Związkowcy zakończyli pikiety resortów: skarbu państwa, pracy i polityki społecznej, transportu, gospodarki, zdrowia, rolnictwa oraz spraw wewnętrznych i sprawiedliwości i wyruszyli przed Sejm. Ok. godz. 14. przemówią tam liderzy "Solidarności", OPZZ i FZZ.
Przejście manifestantów będzie skutkowało czasowym wstrzymaniem ruchu na trasie przemarszu.
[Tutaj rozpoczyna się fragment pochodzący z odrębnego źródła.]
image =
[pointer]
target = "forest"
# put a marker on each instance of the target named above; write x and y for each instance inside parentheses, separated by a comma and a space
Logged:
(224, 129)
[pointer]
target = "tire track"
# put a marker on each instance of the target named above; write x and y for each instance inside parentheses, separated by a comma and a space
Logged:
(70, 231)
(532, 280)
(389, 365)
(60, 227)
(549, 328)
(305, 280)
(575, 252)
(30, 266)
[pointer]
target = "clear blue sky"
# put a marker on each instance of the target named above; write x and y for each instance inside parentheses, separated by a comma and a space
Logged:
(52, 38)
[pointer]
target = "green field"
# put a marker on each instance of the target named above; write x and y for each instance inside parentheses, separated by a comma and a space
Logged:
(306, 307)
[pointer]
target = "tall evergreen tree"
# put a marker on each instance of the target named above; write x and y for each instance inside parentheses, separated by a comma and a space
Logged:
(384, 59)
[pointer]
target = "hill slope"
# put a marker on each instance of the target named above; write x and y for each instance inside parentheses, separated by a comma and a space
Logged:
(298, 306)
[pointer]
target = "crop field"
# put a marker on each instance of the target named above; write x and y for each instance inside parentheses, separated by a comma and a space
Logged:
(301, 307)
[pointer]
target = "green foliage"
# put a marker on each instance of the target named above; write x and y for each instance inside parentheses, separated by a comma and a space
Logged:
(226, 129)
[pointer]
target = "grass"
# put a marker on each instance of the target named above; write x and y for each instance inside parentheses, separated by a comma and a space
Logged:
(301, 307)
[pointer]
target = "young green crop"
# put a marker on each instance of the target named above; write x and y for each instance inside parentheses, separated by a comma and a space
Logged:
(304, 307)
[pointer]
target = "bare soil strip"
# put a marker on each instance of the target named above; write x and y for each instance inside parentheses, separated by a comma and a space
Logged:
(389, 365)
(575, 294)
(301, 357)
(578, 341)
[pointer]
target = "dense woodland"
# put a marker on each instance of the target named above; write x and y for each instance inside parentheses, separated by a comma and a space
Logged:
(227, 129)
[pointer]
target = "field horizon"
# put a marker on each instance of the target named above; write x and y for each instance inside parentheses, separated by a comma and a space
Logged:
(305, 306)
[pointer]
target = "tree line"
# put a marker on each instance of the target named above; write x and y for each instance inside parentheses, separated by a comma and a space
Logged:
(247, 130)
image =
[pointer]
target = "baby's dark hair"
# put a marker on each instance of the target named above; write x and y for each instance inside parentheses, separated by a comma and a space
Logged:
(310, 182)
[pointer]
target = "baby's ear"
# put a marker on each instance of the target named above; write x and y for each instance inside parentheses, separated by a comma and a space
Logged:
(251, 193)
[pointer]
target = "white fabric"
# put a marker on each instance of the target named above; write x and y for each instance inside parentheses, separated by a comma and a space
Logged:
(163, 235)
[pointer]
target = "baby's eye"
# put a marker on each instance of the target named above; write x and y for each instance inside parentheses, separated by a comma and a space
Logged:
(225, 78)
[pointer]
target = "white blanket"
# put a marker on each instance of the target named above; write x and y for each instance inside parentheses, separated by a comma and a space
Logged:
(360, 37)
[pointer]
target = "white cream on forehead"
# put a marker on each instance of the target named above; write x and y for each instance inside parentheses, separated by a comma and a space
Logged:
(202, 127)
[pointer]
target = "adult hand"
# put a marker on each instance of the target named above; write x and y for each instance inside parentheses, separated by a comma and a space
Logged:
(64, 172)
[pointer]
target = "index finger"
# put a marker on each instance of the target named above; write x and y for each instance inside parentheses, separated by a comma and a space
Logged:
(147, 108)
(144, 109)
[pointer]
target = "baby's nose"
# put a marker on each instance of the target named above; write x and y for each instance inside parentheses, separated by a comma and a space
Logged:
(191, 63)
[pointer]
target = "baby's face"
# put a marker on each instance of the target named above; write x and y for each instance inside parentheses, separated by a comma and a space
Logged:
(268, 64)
Przemarsz jest bardzo głośny, słychać okrzyki, gwizdy, bębny, wycie syren i muzykę z głośników.
"Emeryt też człowiek, też jest potrzebny krajowi" ; "Chcemy być pracownikami a nie niewolnikami w bankach", "Chcemy wyższych płac", "Dość lekceważenia społeczeństwa" - pod takimi hasłami demonstrujący przed resortem pracy wyruszyli przed Sejm.
Grupy związkowców sprzed poszczególnych resortów łączą się i wspólnie maszerują w stronę Sejmu, gdzie przewidziano wystąpienia liderów trzech central związkowych.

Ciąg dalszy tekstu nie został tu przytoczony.